Old stellar population synthesis: New age and mass estimates for Mayall II = G1

TL;DR

This study uses extensive multi-band photometry and stellar population models to estimate the age and mass of G1, revealing it as an ancient, massive cluster possibly not a genuine globular cluster, with implications for stellar population analysis.

Contribution

It provides a comprehensive spectral energy distribution of G1 and demonstrates the effectiveness of multi-passband photometry combined with SSP models for age and mass estimation of old stellar populations.

Findings

G1 is among the oldest building blocks of M31, formed within ~1.7 Gyr after the Big Bang.

Mass estimates of G1 are around 10^7 solar masses, making it one of the most massive GCs in the Local Group.

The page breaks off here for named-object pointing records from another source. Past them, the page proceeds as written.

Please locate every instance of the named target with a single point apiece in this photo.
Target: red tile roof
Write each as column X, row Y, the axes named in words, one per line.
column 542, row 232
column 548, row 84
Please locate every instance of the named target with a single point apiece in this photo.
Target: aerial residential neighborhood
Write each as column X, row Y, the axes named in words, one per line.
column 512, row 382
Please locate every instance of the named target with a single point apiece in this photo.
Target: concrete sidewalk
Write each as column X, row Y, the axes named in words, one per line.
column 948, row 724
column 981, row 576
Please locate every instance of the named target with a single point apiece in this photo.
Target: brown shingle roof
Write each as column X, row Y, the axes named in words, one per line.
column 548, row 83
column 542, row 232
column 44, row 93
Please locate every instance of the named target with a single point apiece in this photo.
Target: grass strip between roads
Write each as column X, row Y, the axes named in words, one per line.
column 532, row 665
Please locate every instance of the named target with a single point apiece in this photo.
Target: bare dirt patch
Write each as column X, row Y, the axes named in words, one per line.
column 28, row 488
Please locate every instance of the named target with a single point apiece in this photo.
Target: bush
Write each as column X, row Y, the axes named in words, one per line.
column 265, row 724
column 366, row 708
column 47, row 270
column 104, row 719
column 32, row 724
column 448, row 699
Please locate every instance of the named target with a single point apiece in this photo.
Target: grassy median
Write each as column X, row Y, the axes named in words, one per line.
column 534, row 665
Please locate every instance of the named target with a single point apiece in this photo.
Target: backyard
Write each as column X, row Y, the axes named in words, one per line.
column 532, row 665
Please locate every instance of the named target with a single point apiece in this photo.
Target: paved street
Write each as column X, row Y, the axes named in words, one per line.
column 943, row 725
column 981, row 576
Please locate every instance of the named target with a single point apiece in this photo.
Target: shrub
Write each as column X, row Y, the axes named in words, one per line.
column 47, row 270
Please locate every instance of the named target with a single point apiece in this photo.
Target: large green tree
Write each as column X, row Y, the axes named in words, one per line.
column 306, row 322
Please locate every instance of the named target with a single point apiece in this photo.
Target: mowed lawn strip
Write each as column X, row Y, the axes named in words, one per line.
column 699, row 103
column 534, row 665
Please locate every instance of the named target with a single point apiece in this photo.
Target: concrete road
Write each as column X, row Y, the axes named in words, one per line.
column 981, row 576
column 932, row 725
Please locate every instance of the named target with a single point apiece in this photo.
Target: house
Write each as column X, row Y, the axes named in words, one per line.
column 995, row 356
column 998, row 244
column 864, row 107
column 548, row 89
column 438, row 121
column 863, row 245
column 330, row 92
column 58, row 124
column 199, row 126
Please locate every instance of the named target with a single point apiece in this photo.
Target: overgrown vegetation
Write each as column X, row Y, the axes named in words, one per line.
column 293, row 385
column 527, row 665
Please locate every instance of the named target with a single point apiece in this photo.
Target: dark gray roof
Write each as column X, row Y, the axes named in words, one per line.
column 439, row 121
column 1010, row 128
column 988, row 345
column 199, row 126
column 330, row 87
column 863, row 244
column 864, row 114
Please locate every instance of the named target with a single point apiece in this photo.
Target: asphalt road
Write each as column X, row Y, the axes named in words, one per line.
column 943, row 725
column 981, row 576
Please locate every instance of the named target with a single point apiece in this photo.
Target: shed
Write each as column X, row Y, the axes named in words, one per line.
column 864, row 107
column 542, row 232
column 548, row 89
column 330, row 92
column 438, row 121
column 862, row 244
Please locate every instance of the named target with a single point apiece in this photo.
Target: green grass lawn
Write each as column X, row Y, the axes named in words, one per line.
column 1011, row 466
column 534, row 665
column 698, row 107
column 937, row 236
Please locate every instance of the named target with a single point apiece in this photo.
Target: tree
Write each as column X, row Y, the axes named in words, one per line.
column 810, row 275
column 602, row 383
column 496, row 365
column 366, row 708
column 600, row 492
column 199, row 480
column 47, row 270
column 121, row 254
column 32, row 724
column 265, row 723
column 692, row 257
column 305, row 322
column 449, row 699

G1 may contain a significant number of UV-bright, hot, extreme horizontal-branch stars.

Abstract

Mayall II = G1 is one of the most luminous globular clusters (GCs) in M31. Here, we determine its age and mass by comparing multicolor photometry with theoretical stellar population synthesis models. Based on far- and near-ultraviolet GALEX photometry, broad-band UBVRI, and infrared JHK_s 2MASS data, we construct the most extensive spectral energy distribution of G1 to date, spanning the wavelength range from 1538 to 20,000 A. A quantitative comparison with a variety of simple stellar population (SSP) models yields a mean age that is consistent with G1 being among the oldest building blocks of M31 and having formed within ~1.7 Gyr after the Big Bang. Irrespective of the SSP model or stellar initial mass function adopted, the resulting mass estimates (of order $10^7 M_\odot$) indicate that G1 is one of the most massive GCs in the Local Group. However, we speculate that the cluster's exceptionally high mass suggests that it may not be a genuine GC. We also derive that G1 may contain, on average, $(1.65\pm0.63)\times10^2 L_\odot$ far-ultraviolet-bright, hot, extreme horizontal-branch stars, depending on the SSP model adopted. On a generic level, we demonstrate that extensive multi-passband photometry coupled with SSP analysis enables one to obtain age estimates for old SSPs to a similar accuracy as from integrated spectroscopy or resolved stellar photometry, provided that some of the free parameters can be constrained independently.